Team dynamics and human factors are essential to the development and sustainability of a highly functioning surgical team. Crew Resource Management (CRM) and use of the TeamSTEPPS are tools that can enhance communication and teamwork [23,24]. Team learning is an essential component to having a systems approach as a “learning organization” [25]. Simulation training is another tool that can be utilized to enhance the process. These tools and others can be utilized along with and in addition to the whiteboard concept to optimize OR safety. Based on our review of the literature and pilot study, the use of the whiteboard in the operating room setting will certainly create another barrier to the potential for patient harm, while not completely eliminating the potential for operating room errors. Further investigation of this process is warranted and can be incorporated into electronic boards as well.
STUDY LIMITATIONS
Our study was performed on pediatric patients, and thus all time-out procedures were performed after the child was asleep under general anesthesia. The process and evaluation may be different in an adult operating room setting when the initial phase of the time-out may be performed with the patient awake. In addition, the study was only performed on elective pediatric otolaryngology cases and did not include emergent or trauma cases. As a pilot study, only a small sample size was evaluated. The pediatric otolaryngology cases evaluated in our study tend to be relatively fast (<1 hour) and back to back with other procedures of similar type, so findings in our study may not apply to all surgical specialties. Evaluation of the use of the whiteboard on morbidity and mortality was not feasible in the study period.
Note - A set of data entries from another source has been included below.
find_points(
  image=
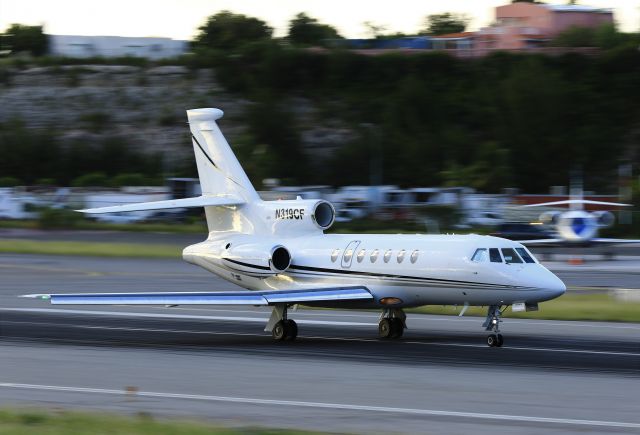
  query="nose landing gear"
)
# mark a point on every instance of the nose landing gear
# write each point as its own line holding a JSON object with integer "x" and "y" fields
{"x": 392, "y": 323}
{"x": 492, "y": 323}
{"x": 281, "y": 328}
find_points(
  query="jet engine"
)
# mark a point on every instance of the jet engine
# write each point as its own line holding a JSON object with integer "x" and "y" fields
{"x": 257, "y": 258}
{"x": 550, "y": 217}
{"x": 604, "y": 218}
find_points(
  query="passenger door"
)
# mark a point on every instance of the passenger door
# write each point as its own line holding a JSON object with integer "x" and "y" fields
{"x": 349, "y": 253}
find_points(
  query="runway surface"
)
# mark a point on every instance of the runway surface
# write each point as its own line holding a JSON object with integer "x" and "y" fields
{"x": 218, "y": 364}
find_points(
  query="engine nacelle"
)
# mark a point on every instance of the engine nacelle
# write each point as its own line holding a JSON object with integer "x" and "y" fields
{"x": 300, "y": 215}
{"x": 550, "y": 217}
{"x": 604, "y": 218}
{"x": 257, "y": 258}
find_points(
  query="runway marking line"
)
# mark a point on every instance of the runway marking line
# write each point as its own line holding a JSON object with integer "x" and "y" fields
{"x": 363, "y": 340}
{"x": 335, "y": 406}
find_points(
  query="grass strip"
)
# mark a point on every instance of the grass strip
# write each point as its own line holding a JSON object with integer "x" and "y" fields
{"x": 570, "y": 306}
{"x": 101, "y": 249}
{"x": 20, "y": 422}
{"x": 199, "y": 227}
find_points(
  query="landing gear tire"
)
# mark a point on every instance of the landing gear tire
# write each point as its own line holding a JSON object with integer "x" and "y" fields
{"x": 492, "y": 340}
{"x": 279, "y": 331}
{"x": 397, "y": 328}
{"x": 291, "y": 330}
{"x": 285, "y": 330}
{"x": 385, "y": 328}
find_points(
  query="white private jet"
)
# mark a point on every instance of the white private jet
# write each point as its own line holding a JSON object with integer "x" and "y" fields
{"x": 577, "y": 226}
{"x": 278, "y": 250}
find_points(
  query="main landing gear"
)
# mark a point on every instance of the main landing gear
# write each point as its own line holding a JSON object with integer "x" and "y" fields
{"x": 281, "y": 328}
{"x": 392, "y": 323}
{"x": 492, "y": 323}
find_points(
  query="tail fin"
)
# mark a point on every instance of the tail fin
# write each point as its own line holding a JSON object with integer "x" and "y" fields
{"x": 218, "y": 168}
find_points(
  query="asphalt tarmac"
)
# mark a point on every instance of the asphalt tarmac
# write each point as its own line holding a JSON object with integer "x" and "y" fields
{"x": 218, "y": 364}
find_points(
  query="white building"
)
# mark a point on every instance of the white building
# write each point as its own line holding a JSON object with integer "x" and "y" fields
{"x": 115, "y": 46}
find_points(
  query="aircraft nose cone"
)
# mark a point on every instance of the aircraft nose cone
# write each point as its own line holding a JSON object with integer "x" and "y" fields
{"x": 558, "y": 288}
{"x": 552, "y": 286}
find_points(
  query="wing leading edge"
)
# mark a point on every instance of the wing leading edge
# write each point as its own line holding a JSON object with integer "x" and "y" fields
{"x": 210, "y": 298}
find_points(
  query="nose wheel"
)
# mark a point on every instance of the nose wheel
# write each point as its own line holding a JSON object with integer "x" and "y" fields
{"x": 495, "y": 340}
{"x": 280, "y": 326}
{"x": 492, "y": 323}
{"x": 392, "y": 323}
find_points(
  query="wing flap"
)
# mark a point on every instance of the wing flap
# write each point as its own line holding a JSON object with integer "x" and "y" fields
{"x": 210, "y": 298}
{"x": 200, "y": 201}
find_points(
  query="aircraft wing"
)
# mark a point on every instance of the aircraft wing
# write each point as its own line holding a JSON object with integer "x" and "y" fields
{"x": 200, "y": 201}
{"x": 577, "y": 201}
{"x": 561, "y": 242}
{"x": 210, "y": 298}
{"x": 614, "y": 241}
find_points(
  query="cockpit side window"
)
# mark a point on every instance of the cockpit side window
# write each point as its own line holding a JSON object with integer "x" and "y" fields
{"x": 480, "y": 255}
{"x": 510, "y": 256}
{"x": 528, "y": 258}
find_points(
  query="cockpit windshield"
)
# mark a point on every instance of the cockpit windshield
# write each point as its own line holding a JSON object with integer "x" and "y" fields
{"x": 528, "y": 258}
{"x": 510, "y": 255}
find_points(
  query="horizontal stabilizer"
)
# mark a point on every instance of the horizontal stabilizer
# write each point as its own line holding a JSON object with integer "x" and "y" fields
{"x": 210, "y": 298}
{"x": 200, "y": 201}
{"x": 577, "y": 201}
{"x": 547, "y": 242}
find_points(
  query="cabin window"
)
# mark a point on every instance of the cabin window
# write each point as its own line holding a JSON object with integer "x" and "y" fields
{"x": 480, "y": 255}
{"x": 414, "y": 256}
{"x": 510, "y": 256}
{"x": 387, "y": 255}
{"x": 347, "y": 255}
{"x": 374, "y": 255}
{"x": 528, "y": 258}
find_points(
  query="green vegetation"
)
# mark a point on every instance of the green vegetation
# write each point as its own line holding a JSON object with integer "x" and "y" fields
{"x": 447, "y": 22}
{"x": 431, "y": 119}
{"x": 18, "y": 246}
{"x": 307, "y": 31}
{"x": 30, "y": 155}
{"x": 19, "y": 38}
{"x": 226, "y": 30}
{"x": 570, "y": 306}
{"x": 19, "y": 422}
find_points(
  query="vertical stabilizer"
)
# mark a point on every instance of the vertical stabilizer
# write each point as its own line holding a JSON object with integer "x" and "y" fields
{"x": 218, "y": 168}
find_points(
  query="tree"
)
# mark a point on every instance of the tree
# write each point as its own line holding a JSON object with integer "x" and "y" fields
{"x": 304, "y": 30}
{"x": 31, "y": 39}
{"x": 226, "y": 30}
{"x": 448, "y": 22}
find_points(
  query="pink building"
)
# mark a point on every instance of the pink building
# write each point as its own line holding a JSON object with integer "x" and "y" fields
{"x": 524, "y": 25}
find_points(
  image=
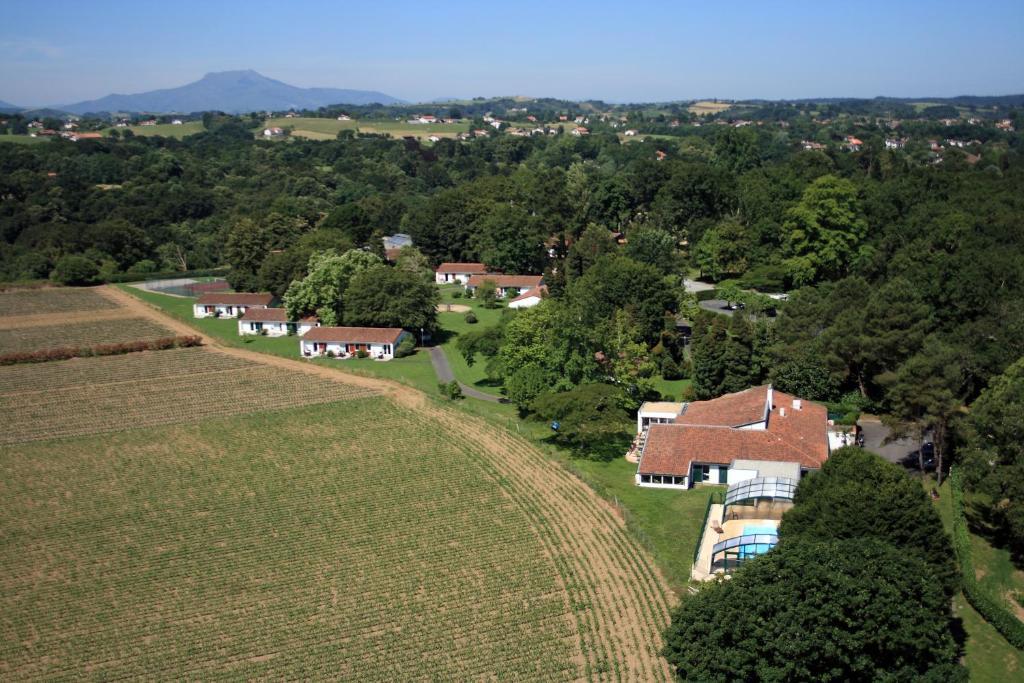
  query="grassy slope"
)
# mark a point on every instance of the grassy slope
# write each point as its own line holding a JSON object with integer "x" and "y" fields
{"x": 988, "y": 655}
{"x": 667, "y": 521}
{"x": 320, "y": 129}
{"x": 415, "y": 370}
{"x": 206, "y": 548}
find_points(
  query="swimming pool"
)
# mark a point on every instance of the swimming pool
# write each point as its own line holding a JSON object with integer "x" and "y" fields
{"x": 752, "y": 549}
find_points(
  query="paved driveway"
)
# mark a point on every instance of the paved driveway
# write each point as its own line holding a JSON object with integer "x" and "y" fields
{"x": 902, "y": 452}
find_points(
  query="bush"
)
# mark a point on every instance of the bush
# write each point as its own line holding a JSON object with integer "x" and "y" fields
{"x": 406, "y": 347}
{"x": 450, "y": 390}
{"x": 991, "y": 608}
{"x": 75, "y": 270}
{"x": 66, "y": 352}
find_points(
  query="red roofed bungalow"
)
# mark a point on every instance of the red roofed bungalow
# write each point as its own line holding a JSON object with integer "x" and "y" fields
{"x": 215, "y": 304}
{"x": 378, "y": 343}
{"x": 458, "y": 272}
{"x": 506, "y": 284}
{"x": 761, "y": 428}
{"x": 759, "y": 441}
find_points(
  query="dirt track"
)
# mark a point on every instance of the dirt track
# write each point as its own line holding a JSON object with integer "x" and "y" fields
{"x": 616, "y": 595}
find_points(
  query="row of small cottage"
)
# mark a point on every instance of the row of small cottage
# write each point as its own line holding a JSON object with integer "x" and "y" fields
{"x": 526, "y": 291}
{"x": 256, "y": 316}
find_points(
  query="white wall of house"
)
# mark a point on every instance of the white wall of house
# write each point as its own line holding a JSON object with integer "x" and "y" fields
{"x": 273, "y": 329}
{"x": 658, "y": 481}
{"x": 525, "y": 302}
{"x": 342, "y": 349}
{"x": 211, "y": 310}
{"x": 446, "y": 278}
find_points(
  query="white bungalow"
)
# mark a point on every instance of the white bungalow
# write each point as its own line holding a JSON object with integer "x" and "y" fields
{"x": 714, "y": 441}
{"x": 273, "y": 323}
{"x": 379, "y": 343}
{"x": 458, "y": 272}
{"x": 529, "y": 298}
{"x": 217, "y": 304}
{"x": 506, "y": 284}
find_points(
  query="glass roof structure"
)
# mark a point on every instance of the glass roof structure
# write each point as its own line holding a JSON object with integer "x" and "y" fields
{"x": 760, "y": 488}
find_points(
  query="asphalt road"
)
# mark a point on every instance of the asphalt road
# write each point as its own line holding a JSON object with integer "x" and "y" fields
{"x": 902, "y": 452}
{"x": 444, "y": 374}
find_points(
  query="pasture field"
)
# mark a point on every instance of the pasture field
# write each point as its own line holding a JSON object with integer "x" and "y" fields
{"x": 115, "y": 393}
{"x": 51, "y": 300}
{"x": 345, "y": 541}
{"x": 164, "y": 129}
{"x": 327, "y": 129}
{"x": 80, "y": 334}
{"x": 708, "y": 107}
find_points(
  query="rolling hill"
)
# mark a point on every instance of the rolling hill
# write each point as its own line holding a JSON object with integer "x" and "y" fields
{"x": 230, "y": 91}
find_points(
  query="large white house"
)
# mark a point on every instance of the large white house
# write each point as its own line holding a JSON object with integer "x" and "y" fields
{"x": 458, "y": 272}
{"x": 379, "y": 343}
{"x": 273, "y": 323}
{"x": 529, "y": 298}
{"x": 731, "y": 438}
{"x": 217, "y": 304}
{"x": 506, "y": 284}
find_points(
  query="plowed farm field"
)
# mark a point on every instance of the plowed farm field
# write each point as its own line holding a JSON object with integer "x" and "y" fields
{"x": 211, "y": 513}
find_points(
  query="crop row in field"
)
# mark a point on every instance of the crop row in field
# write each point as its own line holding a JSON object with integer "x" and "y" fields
{"x": 147, "y": 366}
{"x": 51, "y": 300}
{"x": 81, "y": 334}
{"x": 114, "y": 401}
{"x": 345, "y": 541}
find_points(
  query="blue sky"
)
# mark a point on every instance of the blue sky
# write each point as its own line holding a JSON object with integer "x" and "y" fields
{"x": 58, "y": 52}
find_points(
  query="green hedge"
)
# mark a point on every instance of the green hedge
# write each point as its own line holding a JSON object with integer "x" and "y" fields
{"x": 990, "y": 607}
{"x": 139, "y": 276}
As we move forward, potential problems identified with continued use of the whiteboard may include updating the whiteboard information between cases and assigning this task to circulating nurses who may not welcome further responsibilities. Developing a culture of safety first will help implement new processes and encourage participation. If the whiteboard program is expanded at our institution or others, it likely will require an educational program highlighting the importance of the whiteboard for patient safety and will need to include all involved providers to achieve buy-in and success.
CONCLUSION
Teamwork remains the hallmark of every successful and harmfree surgery. In the operating room, surgeons, anesthesiologists, nursing staff, and scrub technicians must continuously interact and collaborate to navigate a variety of challenges together. The team works to ensure the correct patient, site, side, and type of surgery to be performed, appropriate consents, and identification of any patient allergies, while also managing anesthetic demands, comorbidities, positioning, technical complexity, and personal safety in a time-constrained highly stressful environment. The time-out procedure using a visual representation in the form of a whiteboard is an effective tool to improve intraoperative team communication, efficiency, and workflow while verifying patient information and optimizing resource utilization which has been shown to improve patient outcome and diminish the risks of harm.
Our pilot study found an overwhelmingly positive (82.6%) perception of improved patient care, safety, and cross-team communication with the use of the whiteboard in the operating room setting of our hospital.